SRE book notes: Managing Incidents

#sre #books #incident

These are the notes from Chapter 14: Managing Incidents from the book Site Reliability Engineering, How Google Runs Production Systems.

This is a post of a series. The previous post can be seen here:

SRE book notes: Emergency Response

Hercules Lemke Merscher ・ Jan 30 ・ 2 min read

#sre #books #emergency

This chapter puts you in the shoes of some personas dealing with different incidents and how they deal with the situation at hand.

It ends by summarizing the best practices for incident management:

Prioritize. Stop the bleeding, restore service, and preserve the evidence for root-causing.

Prepare. Develop and document your incident management procedures in advance, in consultation with incident participants.

Trust. Give full autonomy within the assigned role to all incident participants.

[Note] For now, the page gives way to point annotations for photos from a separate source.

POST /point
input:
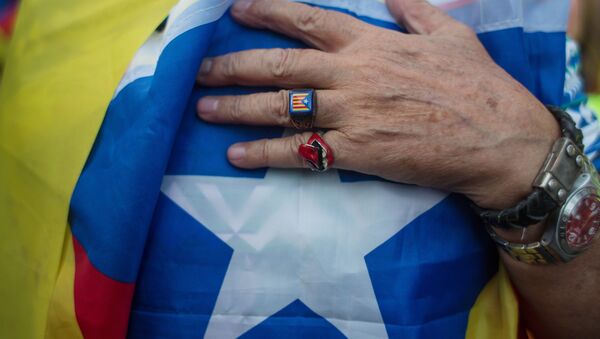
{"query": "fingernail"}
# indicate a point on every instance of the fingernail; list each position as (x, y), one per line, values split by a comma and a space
(236, 152)
(241, 6)
(206, 66)
(208, 105)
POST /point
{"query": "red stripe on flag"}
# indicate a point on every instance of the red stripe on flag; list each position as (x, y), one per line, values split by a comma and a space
(102, 305)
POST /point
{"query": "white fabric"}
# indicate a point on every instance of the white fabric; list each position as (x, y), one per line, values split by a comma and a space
(312, 247)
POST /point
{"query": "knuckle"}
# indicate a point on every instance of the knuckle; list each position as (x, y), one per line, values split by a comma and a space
(265, 152)
(311, 20)
(283, 63)
(231, 65)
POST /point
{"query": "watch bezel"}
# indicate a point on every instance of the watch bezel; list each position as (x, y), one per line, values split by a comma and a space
(587, 184)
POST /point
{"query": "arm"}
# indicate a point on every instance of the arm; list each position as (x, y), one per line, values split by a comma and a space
(429, 108)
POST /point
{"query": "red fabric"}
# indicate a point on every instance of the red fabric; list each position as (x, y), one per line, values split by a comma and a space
(102, 305)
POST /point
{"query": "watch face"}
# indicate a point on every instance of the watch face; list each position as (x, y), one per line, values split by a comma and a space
(584, 222)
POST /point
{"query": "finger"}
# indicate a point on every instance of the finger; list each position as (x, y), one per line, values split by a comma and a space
(287, 68)
(282, 152)
(322, 29)
(267, 109)
(420, 17)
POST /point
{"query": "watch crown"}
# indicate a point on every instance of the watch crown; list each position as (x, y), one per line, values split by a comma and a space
(562, 194)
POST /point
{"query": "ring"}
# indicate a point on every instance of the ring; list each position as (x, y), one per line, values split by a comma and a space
(302, 108)
(317, 153)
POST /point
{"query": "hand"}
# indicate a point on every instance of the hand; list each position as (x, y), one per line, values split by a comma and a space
(429, 108)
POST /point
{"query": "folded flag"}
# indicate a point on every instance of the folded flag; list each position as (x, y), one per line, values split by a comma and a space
(167, 239)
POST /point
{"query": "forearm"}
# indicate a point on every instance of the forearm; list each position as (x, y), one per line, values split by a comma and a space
(557, 301)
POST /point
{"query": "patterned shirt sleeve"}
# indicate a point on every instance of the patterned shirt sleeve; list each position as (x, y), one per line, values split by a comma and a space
(575, 102)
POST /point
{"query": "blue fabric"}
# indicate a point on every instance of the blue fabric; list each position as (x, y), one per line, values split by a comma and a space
(426, 277)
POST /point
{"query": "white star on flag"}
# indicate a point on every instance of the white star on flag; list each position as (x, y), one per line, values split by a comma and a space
(298, 235)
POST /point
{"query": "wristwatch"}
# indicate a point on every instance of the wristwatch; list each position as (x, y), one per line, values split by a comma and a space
(566, 197)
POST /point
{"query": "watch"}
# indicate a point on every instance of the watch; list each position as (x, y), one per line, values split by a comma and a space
(566, 196)
(570, 178)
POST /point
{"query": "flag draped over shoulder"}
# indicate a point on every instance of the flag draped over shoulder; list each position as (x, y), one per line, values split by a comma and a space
(166, 239)
(65, 59)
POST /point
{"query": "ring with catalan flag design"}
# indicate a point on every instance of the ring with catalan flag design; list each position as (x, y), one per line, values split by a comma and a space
(302, 108)
(317, 153)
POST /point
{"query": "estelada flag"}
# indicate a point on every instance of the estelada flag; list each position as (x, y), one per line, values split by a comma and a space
(124, 218)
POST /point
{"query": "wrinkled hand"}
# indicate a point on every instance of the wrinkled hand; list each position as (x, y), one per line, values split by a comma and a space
(429, 108)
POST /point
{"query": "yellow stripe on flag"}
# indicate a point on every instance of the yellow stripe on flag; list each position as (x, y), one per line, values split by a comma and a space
(62, 66)
(495, 314)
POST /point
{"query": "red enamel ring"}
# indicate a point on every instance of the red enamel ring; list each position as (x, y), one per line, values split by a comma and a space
(317, 153)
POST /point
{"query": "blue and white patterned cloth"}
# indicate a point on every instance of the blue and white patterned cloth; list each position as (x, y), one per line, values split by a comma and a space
(575, 102)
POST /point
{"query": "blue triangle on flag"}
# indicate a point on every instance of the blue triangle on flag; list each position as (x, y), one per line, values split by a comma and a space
(294, 321)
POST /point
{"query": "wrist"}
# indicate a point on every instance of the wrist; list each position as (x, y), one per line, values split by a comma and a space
(516, 166)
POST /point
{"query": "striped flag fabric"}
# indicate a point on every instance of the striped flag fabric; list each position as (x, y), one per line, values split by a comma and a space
(131, 222)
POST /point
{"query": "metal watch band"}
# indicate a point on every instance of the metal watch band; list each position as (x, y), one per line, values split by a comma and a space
(538, 204)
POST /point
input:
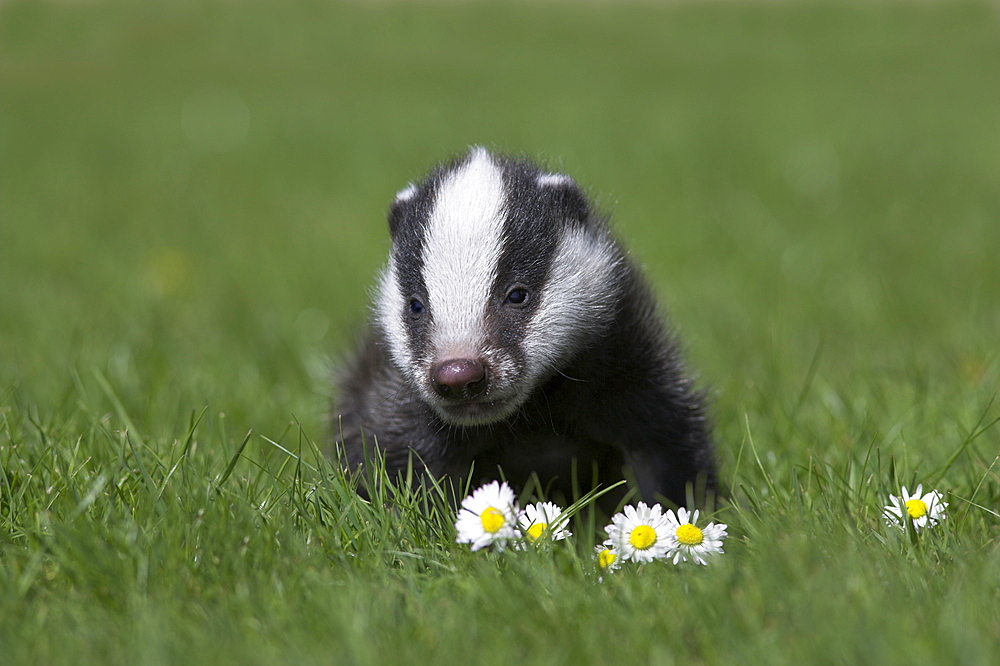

Introspect. Pay attention to your emotional state while responding to an incident. If you start to feel panicky or overwhelmed, solicit more support.

Consider alternatives. Periodically consider your options and re-evaluate whether it still makes sense to continue what you’re doing or whether you should be taking another tack in incident response.

Practice. Use the process routinely so it becomes second nature.

Change it around. Were you incident commander last time? Take on a different role this time. Encourage every team member to acquire familiarity with each role.